I am using Nutch 1.17 to crawl over million websites. I have to perform following things for this.
There isn't any other processing or post analysis. Now, I have a choice to use Hadoop cluster of medium size (max 30 machine). Each machine has 16GB RAM, 12 Cores and 2 TB Storage. Solr machine(s) are also of same spaces. Now, to maintain above, I am curious about followings:
a. How to achieve above document crawl rate i.e., how many machines are enough ?
b. Should I need to add more machines or is there any better solution ?
c. Is it possible to remove raw data from Nutch and keep metadata only ?
d. Is there any best strategy to achieve the above objectives.
a. How to achieve above document crawl rate i.e., how many machines are enough ?
Assuming a polite delay between successive fetches to the same domain is chosen: let's assume 10 pages can be fetcher per domain and minute, the max. crawl rate is 600 million pages per hour (10^6*10*60
). A cluster with 360 cores should be enough to come close to this rate.
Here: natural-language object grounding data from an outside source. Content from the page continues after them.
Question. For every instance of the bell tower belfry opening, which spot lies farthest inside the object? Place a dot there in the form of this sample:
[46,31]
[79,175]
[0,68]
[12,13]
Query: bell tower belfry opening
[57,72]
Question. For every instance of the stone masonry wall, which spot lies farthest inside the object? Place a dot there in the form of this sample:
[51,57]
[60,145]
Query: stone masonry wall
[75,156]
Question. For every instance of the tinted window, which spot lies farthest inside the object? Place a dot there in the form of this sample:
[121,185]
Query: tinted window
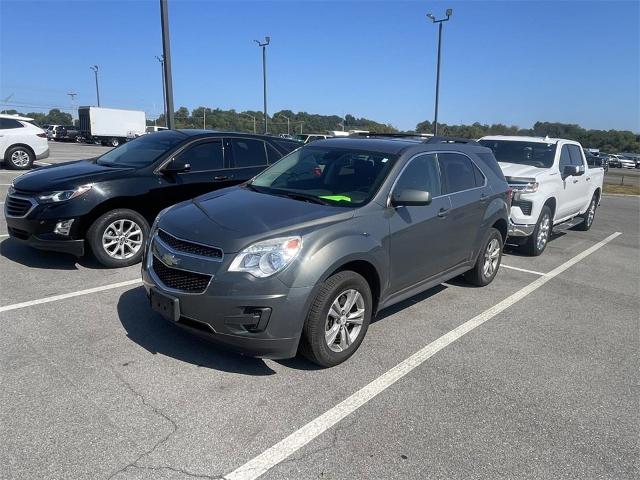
[142,151]
[421,174]
[204,156]
[6,123]
[457,172]
[248,152]
[536,154]
[565,158]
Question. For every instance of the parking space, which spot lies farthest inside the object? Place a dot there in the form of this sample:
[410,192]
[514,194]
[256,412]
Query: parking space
[97,386]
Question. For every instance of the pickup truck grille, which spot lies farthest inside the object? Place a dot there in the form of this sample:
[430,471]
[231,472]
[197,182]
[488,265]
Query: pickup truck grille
[189,247]
[177,279]
[525,206]
[17,206]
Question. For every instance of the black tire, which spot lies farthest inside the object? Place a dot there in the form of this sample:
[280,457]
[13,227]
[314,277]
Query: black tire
[15,158]
[105,222]
[537,242]
[313,344]
[487,264]
[589,215]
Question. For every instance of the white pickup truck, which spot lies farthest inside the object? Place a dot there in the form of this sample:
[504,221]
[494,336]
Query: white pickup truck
[552,184]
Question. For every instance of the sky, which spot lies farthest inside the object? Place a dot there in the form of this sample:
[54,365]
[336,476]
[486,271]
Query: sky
[512,62]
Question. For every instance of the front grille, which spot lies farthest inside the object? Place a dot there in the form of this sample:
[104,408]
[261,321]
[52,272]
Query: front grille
[17,207]
[189,247]
[524,206]
[180,279]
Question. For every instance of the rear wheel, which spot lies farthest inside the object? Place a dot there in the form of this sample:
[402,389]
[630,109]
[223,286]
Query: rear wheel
[538,240]
[117,238]
[19,158]
[338,319]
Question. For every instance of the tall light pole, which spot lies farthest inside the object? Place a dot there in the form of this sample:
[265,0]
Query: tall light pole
[439,22]
[166,57]
[160,59]
[264,76]
[95,71]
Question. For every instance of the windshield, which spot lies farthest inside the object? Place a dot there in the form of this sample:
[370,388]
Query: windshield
[335,176]
[535,154]
[142,151]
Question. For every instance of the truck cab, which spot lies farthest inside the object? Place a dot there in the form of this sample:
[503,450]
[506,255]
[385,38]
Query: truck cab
[552,184]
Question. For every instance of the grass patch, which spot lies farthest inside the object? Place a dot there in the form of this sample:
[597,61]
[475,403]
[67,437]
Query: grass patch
[624,189]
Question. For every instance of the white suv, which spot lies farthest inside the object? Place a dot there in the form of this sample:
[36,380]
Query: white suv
[21,142]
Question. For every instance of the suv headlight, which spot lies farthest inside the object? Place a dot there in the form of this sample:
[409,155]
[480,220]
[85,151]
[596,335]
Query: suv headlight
[63,195]
[266,258]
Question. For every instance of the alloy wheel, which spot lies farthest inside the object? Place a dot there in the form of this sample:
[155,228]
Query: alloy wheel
[122,239]
[344,320]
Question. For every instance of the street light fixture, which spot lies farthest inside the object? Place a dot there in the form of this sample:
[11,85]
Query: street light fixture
[95,71]
[449,12]
[264,44]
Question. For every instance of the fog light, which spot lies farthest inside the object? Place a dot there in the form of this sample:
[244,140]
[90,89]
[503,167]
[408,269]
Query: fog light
[63,227]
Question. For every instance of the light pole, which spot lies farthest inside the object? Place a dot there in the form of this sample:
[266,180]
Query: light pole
[288,122]
[164,93]
[166,63]
[439,22]
[95,71]
[264,76]
[254,120]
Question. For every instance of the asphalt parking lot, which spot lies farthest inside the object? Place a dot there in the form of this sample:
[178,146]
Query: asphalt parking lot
[534,376]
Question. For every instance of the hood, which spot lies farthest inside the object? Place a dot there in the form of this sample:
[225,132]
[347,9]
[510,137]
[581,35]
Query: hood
[521,171]
[65,176]
[233,218]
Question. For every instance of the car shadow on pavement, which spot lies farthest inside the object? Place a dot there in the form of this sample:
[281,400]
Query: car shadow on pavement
[156,335]
[33,258]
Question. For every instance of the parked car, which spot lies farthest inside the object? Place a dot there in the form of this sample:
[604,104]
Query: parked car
[107,203]
[552,185]
[305,254]
[310,137]
[21,142]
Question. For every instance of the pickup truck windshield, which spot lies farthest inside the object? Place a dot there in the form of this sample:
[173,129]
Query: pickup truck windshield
[333,176]
[142,151]
[535,154]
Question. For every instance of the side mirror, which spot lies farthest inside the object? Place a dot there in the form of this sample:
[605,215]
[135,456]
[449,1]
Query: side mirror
[176,166]
[410,198]
[570,171]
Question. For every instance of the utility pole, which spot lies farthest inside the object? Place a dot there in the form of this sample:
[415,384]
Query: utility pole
[439,22]
[166,55]
[95,71]
[164,92]
[264,44]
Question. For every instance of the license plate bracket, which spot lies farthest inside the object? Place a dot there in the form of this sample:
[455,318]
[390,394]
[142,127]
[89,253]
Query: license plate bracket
[168,307]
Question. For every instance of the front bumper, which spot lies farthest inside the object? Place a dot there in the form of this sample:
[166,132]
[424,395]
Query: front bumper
[255,317]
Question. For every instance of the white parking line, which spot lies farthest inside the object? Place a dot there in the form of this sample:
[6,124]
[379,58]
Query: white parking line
[522,269]
[259,465]
[55,298]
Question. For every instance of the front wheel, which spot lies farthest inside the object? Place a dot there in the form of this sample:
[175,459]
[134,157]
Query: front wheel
[117,238]
[338,319]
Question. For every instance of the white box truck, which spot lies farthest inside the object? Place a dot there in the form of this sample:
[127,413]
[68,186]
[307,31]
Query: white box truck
[110,126]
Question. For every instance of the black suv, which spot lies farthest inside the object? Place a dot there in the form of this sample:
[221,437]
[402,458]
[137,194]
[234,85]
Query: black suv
[111,200]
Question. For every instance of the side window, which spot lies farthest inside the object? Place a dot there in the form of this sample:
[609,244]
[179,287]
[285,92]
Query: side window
[421,174]
[457,171]
[204,156]
[576,155]
[565,159]
[248,152]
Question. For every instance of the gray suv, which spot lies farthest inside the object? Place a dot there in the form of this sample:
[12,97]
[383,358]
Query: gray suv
[303,256]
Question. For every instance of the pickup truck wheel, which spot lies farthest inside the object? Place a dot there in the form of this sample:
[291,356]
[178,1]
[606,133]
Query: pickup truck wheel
[488,262]
[117,238]
[538,240]
[337,320]
[588,216]
[19,158]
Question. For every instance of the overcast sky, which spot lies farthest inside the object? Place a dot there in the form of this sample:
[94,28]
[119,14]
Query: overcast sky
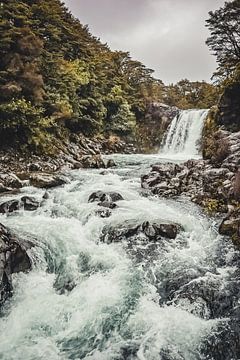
[166,35]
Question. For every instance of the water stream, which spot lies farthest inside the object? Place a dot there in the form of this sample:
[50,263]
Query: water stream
[86,299]
[184,133]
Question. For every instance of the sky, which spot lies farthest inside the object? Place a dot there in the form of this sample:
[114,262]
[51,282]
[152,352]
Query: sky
[168,36]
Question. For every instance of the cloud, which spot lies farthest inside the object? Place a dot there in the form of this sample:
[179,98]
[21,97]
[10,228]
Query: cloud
[166,35]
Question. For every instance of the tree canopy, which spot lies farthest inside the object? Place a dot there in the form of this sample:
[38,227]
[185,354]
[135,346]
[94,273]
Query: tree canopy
[224,39]
[57,78]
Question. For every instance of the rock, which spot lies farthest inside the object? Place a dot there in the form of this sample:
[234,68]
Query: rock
[10,181]
[108,204]
[26,202]
[13,259]
[46,195]
[152,231]
[10,206]
[34,167]
[29,203]
[110,163]
[230,226]
[45,180]
[92,162]
[105,196]
[103,213]
[4,189]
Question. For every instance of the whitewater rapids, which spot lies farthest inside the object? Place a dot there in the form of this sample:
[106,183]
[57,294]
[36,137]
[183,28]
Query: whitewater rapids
[117,307]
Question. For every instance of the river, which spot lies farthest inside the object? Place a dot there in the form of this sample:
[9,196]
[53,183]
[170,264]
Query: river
[88,299]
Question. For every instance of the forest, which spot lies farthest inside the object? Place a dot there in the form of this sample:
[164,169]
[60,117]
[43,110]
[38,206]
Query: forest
[57,79]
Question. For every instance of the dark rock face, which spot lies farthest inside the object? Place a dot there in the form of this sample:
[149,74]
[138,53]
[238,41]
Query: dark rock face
[8,182]
[103,213]
[110,163]
[105,197]
[230,225]
[13,259]
[229,108]
[151,129]
[196,179]
[92,162]
[46,180]
[26,202]
[106,200]
[151,231]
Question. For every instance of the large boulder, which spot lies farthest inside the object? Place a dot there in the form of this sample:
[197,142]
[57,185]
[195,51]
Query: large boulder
[230,226]
[9,182]
[150,231]
[26,202]
[92,162]
[46,180]
[101,196]
[13,259]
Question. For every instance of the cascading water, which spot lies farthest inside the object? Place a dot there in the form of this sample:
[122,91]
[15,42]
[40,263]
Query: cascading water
[86,299]
[184,134]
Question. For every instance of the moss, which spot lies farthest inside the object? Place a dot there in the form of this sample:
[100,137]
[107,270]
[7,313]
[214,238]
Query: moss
[213,206]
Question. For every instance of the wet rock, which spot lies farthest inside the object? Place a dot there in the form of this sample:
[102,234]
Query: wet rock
[108,204]
[10,181]
[10,206]
[105,196]
[103,213]
[34,167]
[230,225]
[29,203]
[92,162]
[46,195]
[110,163]
[13,259]
[26,202]
[4,189]
[151,231]
[45,180]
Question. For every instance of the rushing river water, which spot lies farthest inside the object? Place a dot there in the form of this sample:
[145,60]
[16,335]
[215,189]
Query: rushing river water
[85,299]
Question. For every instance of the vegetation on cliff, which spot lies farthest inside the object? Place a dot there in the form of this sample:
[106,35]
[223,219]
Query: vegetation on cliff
[57,79]
[224,42]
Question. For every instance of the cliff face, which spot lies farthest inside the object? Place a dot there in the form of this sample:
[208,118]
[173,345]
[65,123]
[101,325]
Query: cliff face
[150,131]
[228,114]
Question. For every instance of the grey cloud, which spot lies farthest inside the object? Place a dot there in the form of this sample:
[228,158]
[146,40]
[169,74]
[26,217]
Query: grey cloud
[166,35]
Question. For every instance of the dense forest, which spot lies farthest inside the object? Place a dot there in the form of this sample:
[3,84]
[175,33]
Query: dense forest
[57,79]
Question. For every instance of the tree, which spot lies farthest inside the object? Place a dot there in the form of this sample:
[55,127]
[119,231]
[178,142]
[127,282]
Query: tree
[224,41]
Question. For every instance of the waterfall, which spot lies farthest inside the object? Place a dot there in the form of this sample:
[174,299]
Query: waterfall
[184,134]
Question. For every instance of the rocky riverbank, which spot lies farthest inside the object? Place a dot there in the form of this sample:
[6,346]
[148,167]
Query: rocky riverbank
[212,183]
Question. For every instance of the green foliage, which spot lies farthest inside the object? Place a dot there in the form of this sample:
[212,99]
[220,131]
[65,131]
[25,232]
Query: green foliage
[57,79]
[186,94]
[224,39]
[123,122]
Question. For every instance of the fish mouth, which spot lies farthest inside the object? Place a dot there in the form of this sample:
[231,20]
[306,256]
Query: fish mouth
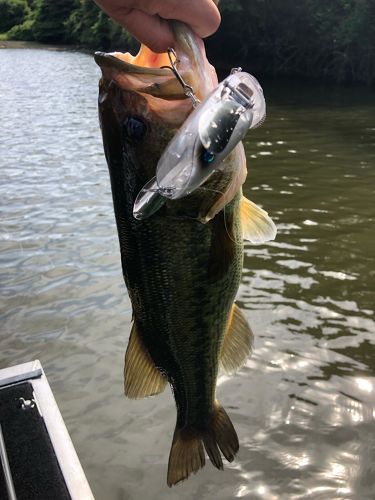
[146,73]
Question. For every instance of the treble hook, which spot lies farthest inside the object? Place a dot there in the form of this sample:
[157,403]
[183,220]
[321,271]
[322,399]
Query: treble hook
[188,89]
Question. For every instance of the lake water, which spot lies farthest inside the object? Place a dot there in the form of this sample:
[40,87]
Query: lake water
[304,405]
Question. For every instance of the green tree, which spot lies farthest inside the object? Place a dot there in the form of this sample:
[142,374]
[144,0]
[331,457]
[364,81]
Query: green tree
[12,12]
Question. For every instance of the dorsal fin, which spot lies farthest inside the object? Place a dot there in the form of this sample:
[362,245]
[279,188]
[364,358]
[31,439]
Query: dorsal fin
[237,343]
[257,226]
[142,378]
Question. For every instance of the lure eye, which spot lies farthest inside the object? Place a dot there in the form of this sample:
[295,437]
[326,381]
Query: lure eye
[134,128]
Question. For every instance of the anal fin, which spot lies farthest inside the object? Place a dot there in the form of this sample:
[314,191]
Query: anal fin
[141,376]
[257,226]
[237,343]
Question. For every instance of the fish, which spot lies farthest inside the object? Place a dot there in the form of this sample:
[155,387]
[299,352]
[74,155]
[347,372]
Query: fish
[182,266]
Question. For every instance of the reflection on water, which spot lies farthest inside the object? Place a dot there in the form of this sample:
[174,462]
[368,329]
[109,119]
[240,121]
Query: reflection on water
[304,405]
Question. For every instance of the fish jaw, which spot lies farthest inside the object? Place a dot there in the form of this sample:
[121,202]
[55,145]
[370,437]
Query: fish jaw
[151,73]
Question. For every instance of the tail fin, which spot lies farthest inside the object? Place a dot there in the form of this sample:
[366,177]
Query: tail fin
[187,455]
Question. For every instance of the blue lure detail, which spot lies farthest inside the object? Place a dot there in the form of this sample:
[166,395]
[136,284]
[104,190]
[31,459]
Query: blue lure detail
[207,157]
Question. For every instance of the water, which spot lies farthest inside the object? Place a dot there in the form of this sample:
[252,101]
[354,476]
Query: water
[304,405]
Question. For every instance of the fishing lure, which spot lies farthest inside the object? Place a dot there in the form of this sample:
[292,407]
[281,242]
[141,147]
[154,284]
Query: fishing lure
[204,140]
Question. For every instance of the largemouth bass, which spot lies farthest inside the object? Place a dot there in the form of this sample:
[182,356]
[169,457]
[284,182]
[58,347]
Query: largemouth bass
[182,266]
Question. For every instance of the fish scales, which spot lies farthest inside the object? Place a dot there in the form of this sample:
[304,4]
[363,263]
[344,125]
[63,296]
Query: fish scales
[166,257]
[182,266]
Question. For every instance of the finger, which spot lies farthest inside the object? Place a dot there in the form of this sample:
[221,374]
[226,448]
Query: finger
[201,15]
[149,30]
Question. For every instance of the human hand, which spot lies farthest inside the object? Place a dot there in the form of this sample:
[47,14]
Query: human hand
[147,20]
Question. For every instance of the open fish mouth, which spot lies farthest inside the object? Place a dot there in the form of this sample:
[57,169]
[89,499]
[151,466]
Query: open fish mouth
[147,73]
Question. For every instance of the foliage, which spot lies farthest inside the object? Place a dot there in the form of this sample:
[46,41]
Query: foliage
[333,40]
[22,31]
[88,25]
[12,12]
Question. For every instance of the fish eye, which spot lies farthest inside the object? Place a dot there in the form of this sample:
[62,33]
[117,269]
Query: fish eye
[134,128]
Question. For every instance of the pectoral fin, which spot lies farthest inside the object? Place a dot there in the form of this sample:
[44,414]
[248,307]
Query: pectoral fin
[142,378]
[238,341]
[257,226]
Whether it's possible to crawl the one million domains exhaustively within 48 hours depends on the size of each of the domains. Keep in mind, that the mentioned crawl rate of 10 pages per domain and minute, it's only possible to fetch 10*60*48 = 28800
pages per domain within 48 hours.
c. Is it possible to remove raw data from Nutch and keep metadata only ?
As soon as a segment was indexed you can delete it. The CrawlDb is sufficient to decide whether a link found on one of the 1 million home pages is new.
- After the job completion, index URLs in Solr
Maybe index segments immediately after each cycle.
b. Should I need to add more machines or is there any better solution ? d. Is there any best strategy to achieve the above objectives.
A lot depends on whether the domains are of similar size or not. In case they show a power-law distribution (that's likely), you have few domains with multiple millions of pages (hardly crawled exhaustively) and a long tail of domains with only few pages (max. few hundred pages). In this situation you need less resources but more time to achieve the desired result.